Nevertheless, pro-EU parties managed to hold onto 507 out of 751 seats, according to a projection by the European Parliament.
COLOMBIA
‘False Positives,’ and Proof
New evidence ties the head of the Colombian army to the alleged cover-up of the killing of civilians to beef up body counts in the fight against communist revolutionaries more than a decade ago – known as the “false positives” scandal.
An investigation insider provided the Associated Press with documents indicating that Gen. Nicacio Martínez Espinel signed off on at least seven questionable payments to informers who supposedly identified guerillas, supporting similar allegations lodged against the general by Human Rights Watch in February.

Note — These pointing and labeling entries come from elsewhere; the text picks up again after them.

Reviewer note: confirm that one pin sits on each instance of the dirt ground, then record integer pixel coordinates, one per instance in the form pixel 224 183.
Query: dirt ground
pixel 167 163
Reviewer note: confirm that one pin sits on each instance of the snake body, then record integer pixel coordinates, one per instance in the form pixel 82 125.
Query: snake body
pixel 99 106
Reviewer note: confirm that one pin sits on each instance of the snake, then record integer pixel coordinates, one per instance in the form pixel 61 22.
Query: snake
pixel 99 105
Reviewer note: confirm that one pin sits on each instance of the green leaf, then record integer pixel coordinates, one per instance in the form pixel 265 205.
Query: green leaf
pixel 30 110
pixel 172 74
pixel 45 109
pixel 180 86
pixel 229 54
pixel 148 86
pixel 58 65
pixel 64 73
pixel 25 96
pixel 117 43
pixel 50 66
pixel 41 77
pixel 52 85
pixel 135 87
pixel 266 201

Taken with other circumstantial evidence, the signatures add new fuel to speculation that Martínez Espinel may have supported the practice of killing civilians and planting weapons on them to make the murder look like a victory in the fight against the rebels – though he said he has faced no criminal or disciplinary investigations and had no combat role during the dates mentioned on the new documents.

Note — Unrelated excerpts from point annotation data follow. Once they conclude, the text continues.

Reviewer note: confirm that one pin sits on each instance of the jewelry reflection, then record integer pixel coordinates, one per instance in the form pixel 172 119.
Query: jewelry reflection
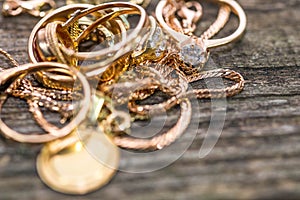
pixel 75 165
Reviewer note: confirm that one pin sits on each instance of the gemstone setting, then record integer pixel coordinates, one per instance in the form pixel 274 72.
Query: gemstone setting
pixel 193 53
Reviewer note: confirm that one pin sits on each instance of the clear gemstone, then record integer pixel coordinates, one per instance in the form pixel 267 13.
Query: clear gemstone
pixel 156 37
pixel 192 54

Notably, the evidence comes in the wake of reports that Martínez Espinel this year ordered troops to double the number of leftist guerrillas and criminals they killed, captured or forced to surrender in combat.
NEPAL
Not Gone, Not Forgotten
Three explosions killed at least four people and injured eight others in Kathmandu Sunday afternoon in an unpleasant reminder of the decade-long civil war that ended in 2006.
Police said the blasts appeared to be generated by improvised explosive devices, while an official told reporters that a Maoist splinter group has come under suspicion after the discovery of some of its pamphlets near one of the explosion sites, according to the BBC. The same group is alleged to have carried out an explosion in February that killed one person in Kathmandu.
No one has claimed responsibility for Sunday’s blasts yet.
Such attacks have been relatively rare since the end of the war, when the main contingent of Maoists laid down their arms and reformed as a political party that is now part of the ruling Nepal Communist Party (NCP).
However, the outlawed group police believe may have planted the explosives split from the main faction when it opted for ballots over bullets, noted the Times of India.
DISCOVERIES
Breeding Out Flavor
Tomatoes are strange plants.
People are confused about whether they are fruits or vegetables, and aren’t sure how to define the flavor of store-bought ones – tastes like “dirt,” “blood,” and “chlorine” come up in searches.
But those labels may soon go away, thanks to research that could help make commercial tomatoes tastier, Deutsche Welle reported.
A team of researchers recently created a tomato “pan-genome,” using the genetic information of 725 wild and cultivated tomatoes from around the world.
Their study identified nearly 5,000 genes not present in the domesticated “Heinz 1706” tomato, which has served as the “reference genome” for tomatoes since 2012.
They also discovered a rare variant gene that enhances tomato flavor and found it was present in only 2 percent of the commercial tomatoes in markets today.
Tomato breeders generally sacrifice flavor in order to produce larger yields with a longer shelf life – hence the bland taste.
The variant gene uses carotenoids – pigments that give tomatoes their color – to produce the tangy flavor of the plant. It could also provide extra resistance to diseases, reducing the need for pesticides.
Scientists might finally be able to give commercial tomatoes a more natural taste, but some people might argue that the fruit – or vegetable – has been genetically modified.